人生の目的は音楽だ!toraのブログ

クラシック・コンサートを聴いた感想、映画を観た感想、お薦め本等について毎日、その翌日朝に書き綴っています。

ロッシーニ「セビリャの理髪師」を聴く~アルベルト・ゼッダ指揮,藤原歌劇団公演から

2011年09月12日 06時21分00秒 | 日記
12日(月).昨日,初台の新国立劇場で藤原歌劇団公演=ロッシーニの歌劇「セビリャの理髪師」を聴いてきました 指揮はロッシーニの世界的な権威アルベルト・ゼッダ,オーケストラは東京フィルです.キャストはアルマビーバ伯爵=アントニーノ・シラグーザ,ロジーナ=島木弥生,フィガロ=森口賢二,バルトロ=久保田真澄,ドン・バジーリオ=デニス・ビシュニャほか.

指揮者アルベルト・ゼッダについては藤原歌劇団でロッシーニ「タンクレーディ」を聴き,東京フィルで同「スターバト・マーテル」を聴いて,80歳を超えているとはとても思えない精力的な矍鑠たる指揮ぶりに圧倒され,今回も是非聴いてみたいと思ったのです.

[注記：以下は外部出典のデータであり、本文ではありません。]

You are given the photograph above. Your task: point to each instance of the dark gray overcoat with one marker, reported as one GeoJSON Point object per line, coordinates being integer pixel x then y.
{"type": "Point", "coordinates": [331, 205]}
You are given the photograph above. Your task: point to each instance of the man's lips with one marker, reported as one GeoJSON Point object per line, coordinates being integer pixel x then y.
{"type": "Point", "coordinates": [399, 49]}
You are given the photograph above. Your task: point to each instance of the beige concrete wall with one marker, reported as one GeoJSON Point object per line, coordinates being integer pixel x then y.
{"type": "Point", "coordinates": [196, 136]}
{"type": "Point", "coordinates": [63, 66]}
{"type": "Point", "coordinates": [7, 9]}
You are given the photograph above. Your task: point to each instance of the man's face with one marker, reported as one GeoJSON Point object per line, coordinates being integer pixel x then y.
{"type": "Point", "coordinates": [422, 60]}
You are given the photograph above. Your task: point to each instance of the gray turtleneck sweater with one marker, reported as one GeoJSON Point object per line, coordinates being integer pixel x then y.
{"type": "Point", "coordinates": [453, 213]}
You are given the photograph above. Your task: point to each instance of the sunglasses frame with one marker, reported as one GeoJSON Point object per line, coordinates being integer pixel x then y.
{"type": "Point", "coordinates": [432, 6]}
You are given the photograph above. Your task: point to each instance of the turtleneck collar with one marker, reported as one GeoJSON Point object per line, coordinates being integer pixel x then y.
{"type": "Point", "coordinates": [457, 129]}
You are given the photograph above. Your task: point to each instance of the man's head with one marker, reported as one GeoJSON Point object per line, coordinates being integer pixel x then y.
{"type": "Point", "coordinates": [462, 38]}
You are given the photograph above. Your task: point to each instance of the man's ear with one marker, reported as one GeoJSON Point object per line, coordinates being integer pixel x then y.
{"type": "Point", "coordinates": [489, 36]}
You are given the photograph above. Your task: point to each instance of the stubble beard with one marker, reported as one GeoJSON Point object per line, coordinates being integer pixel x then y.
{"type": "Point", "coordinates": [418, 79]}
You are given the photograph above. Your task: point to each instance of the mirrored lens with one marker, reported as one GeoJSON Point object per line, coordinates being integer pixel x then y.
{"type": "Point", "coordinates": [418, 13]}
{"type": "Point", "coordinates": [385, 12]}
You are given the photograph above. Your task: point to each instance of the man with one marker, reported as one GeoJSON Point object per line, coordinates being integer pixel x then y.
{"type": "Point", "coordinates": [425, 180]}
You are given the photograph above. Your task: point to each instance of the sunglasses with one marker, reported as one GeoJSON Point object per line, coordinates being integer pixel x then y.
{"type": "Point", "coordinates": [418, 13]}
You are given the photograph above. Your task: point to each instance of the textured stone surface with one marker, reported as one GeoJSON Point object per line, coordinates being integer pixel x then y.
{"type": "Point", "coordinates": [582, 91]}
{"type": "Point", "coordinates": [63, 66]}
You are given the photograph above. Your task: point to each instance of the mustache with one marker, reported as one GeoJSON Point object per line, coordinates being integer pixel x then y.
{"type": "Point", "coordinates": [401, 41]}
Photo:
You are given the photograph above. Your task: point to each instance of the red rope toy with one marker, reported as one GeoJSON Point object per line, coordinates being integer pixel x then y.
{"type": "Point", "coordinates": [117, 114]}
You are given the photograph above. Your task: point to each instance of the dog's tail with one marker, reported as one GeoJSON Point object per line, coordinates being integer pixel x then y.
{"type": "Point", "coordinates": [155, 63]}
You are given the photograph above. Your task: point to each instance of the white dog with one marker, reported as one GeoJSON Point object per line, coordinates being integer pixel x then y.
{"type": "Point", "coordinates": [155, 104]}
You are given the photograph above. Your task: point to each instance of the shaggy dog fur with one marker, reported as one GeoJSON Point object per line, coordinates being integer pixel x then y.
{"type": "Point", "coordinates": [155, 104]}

ゼッダの指揮で序曲が始まります.ロッシーニとモーツアルトのオペラは軽快なテンポが求められます.ゼッダのは,まさにロッシーニのテンポです

シラグーザは写真でみるとスキンヘッドでツルツルなのですが,実際に出てくるとカツラを被っているのでちょっと違和感があります.しかし,第1幕に登場したリンドーロ=アルマビーバ伯爵役の彼の歌声を聴くと,さすが”ロッシーニ・テノール”に恥じない素晴らしい歌声です.初めて彼のテノールを聴きましたが,”これが噂のシラグーザか”と納得させられました

ロジーナ役はメゾ・ソプラノの島木弥生です.ソロあるいは二重唱で歌うときはいいのですが,3人以上の重唱になると声が聴こえなくなってしまうのが欠点です 今回の公演はダブルキャストで,ロジーナ役は9日がソプラノの高橋薫子で,この日がメゾ・ソプラノの島木弥生となっています.今回メゾを聴く限りではソプラノの方がいいのではないかと想像しました.むしろ小間使いベルタ役の宮本彩音(ソプラノ)の方が合唱の中でもよく声が通っていたように思います.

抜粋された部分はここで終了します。